Benzer şekilde “İstanbul’u Satıyorum” oyunu da düzenin kendi döngüsünü ürettiği çok önemli bir yeri keşfeder. Bugün olduğu gibi dün de herkes İstanbul’a nostaljiyle, temcit pilavı, Topkapı, sultan safahatı, harem hoşafı ile yaklaşırken; O, kentsel dönüşümle, kurulan tenekeli mahallelerle, önce tapu verilip sonra yıkılan gecekondularla, her şeye karşın orada tutunup ikinci üçüncü katların betonarme filizlerini çıkan sınıf atlamış yoksulların tutuculuğu ve muhafazakâr destekçiliğine kafa yormuş düzenin döngüsünü anlamaya ve anlatmaya çalışmıştır. Anlamadan değişim olamayacağını bilen filozof bir mizahçıdır Ferhan Şensoy. İstanbul yıldızını kırpıp kırpıp satmak yalnızca Özal döneminde başlayan Arap şeyhlerine arazi satmanın eleştirisi şekliyle basit bir eleştiri olurdu, İstanbul’u en kötü yerlerinden bin bir çileyle boğuşan göçmenlere, sürgünlere, gariplere satmak sonra onları ucuz iş gücüyle şehrin en pis işlerine sokmak bu düzenin sürdürülebilirliği sağladığı en büyük numarasıdır. Oyunun ismi bile bugün düzenin nasıl sürdüğünü anlamamıza yeterlidir.
Yürüyoruz… Mizah budur ey kara gözlüklü meşhur komikler. Kortej halkınca sevilmiş yazarlara özgü dalga dalga büyüyor.

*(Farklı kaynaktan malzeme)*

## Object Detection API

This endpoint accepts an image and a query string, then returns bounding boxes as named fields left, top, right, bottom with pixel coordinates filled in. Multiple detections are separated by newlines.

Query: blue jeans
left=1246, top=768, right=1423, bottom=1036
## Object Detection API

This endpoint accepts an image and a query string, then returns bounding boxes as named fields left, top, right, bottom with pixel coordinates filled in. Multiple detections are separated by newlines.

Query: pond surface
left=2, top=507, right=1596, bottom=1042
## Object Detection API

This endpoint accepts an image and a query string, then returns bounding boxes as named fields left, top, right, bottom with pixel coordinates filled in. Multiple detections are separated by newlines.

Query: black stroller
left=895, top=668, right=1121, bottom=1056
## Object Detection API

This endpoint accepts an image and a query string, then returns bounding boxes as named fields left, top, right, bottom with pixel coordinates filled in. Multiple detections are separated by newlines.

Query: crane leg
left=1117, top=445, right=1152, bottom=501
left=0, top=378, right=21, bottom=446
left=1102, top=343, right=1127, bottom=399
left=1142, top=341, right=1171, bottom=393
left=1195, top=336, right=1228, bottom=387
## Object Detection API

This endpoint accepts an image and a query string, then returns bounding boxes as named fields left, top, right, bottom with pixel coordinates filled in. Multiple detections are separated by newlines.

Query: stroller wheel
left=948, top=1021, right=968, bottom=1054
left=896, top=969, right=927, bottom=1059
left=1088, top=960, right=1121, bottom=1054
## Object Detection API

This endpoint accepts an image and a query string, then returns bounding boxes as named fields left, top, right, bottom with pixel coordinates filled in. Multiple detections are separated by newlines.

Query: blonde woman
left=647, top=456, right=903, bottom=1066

Beyoğlu’nda kocaman banka yayınevlerinin önünden geçiyoruz. Başlarda kitaplarının yayınlanması konusunda çok naz yapanlarla uğraşmak, enerjisini bunlara harcamak istemedi Ferhan Şensoy. “Ortaoyuncular Yayınevini” kurdu, kitaplarını- birkaç istisna dışında-buradan çıkardı. Kendi değerinin ne olduğu konusunda hiçbir zaman şüpheye düşmedi. Haldun Taner Devekuşu Kabare için neyse kendisinin Ortaoyuncular için o olduğunun bilincinde oldu. Şimdi varislerinin peşinde koşan kaç yayınevi vardır bilemiyorum. Bu arada Aziz Nesin, Haldun Taner benzetmelerini bırakayım, zira duysa hazretin tabutu aralayıp “Ben kimselere benzemem, herkesin elindeki kendine!” demesi muhtemel. Elimizle yapışıp altına girdiğimiz söylemesi ayıp iki metreye seksen santimlik bir tabut, pardon yani!
Bıraksanız Zincirlikuyu’ya kadar yürüyecek kalabalıklar. “Halim yok oraya kadar dingildeyemem, ben cenaze aracına otostop yapıyorum.”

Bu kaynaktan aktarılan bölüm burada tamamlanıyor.